The fragile middle class in developing countries

Much has been made of the emergence of the new middle class in developing countries, particularly in Asia and Latin America (in fact, we will have a conference at Oxford in late October on this precise subject).  The fragility of this new group has always been known, and now a great FT article emphasizes it:

"In that, the young Indonesian is emblematic of a group increasingly in focus as emerging economies slow. For all the talk of a new middle class, Muljoko is in fact part of what is better described as the world’s fragile middle: the almost 3bn people in the developing world surviving on between $2 and $10 per day, putting them above the poverty line but often still struggling for the financial security that is a middle class hallmark."

A few reflections:

1. As the article says, we tend to think about poverty reduction as a one way street.  When you move above the poverty line, you never come back down.  But this is cannot be further from the truth: various shocks lead to common reverse of fortunes.  This is the major point of Anirudh Krishna's excellent book One Ilness Away.
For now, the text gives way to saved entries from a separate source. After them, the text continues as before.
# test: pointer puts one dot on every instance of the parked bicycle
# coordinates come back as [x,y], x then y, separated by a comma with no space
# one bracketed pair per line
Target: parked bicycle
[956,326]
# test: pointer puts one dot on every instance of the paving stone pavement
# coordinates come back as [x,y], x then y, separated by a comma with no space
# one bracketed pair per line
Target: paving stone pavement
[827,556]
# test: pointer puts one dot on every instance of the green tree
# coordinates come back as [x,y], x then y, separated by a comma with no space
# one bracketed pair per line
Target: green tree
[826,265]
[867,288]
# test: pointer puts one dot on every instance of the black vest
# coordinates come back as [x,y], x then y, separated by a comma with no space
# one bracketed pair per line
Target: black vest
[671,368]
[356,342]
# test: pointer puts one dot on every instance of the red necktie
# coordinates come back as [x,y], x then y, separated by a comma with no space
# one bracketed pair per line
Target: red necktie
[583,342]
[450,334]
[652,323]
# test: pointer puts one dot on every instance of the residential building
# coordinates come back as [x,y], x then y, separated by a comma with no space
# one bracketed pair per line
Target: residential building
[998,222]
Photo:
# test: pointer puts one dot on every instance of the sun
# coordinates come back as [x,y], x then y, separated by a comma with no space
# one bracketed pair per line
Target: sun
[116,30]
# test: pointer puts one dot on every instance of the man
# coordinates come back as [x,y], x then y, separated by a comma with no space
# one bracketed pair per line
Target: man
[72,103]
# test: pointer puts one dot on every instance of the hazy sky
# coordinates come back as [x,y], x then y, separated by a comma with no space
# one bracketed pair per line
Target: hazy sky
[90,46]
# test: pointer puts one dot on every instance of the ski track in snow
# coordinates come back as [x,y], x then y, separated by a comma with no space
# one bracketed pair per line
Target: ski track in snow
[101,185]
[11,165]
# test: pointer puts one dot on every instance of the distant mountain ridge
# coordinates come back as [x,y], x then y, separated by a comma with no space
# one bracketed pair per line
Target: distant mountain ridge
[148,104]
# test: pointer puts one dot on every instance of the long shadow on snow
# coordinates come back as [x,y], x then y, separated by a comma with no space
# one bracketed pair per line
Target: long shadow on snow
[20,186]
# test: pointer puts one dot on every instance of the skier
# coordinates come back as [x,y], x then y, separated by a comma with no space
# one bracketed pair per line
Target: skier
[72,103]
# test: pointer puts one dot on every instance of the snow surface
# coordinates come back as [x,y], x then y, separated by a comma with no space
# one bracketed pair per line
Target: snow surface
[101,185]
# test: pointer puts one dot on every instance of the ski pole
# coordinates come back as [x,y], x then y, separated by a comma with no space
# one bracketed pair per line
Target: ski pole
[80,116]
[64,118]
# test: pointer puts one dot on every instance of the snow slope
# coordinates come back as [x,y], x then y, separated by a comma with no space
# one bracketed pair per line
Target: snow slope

2. Replacing anti-poverty and means tested social policies with universal ones becomes even more urgent than before.  We need policies that incorporate the poor and the fragile middle class into the same systems, thus improving quality of services, benefiting from economies of scale and reducing risk and volatility.

2. Much of the fragile middle class works in relatively low productivity jobs in small and medium firms (the examples from Malaysia in the article are great).  Finding new, more creative ways to support these companies is a major challenge of a two-tiered industrial policy.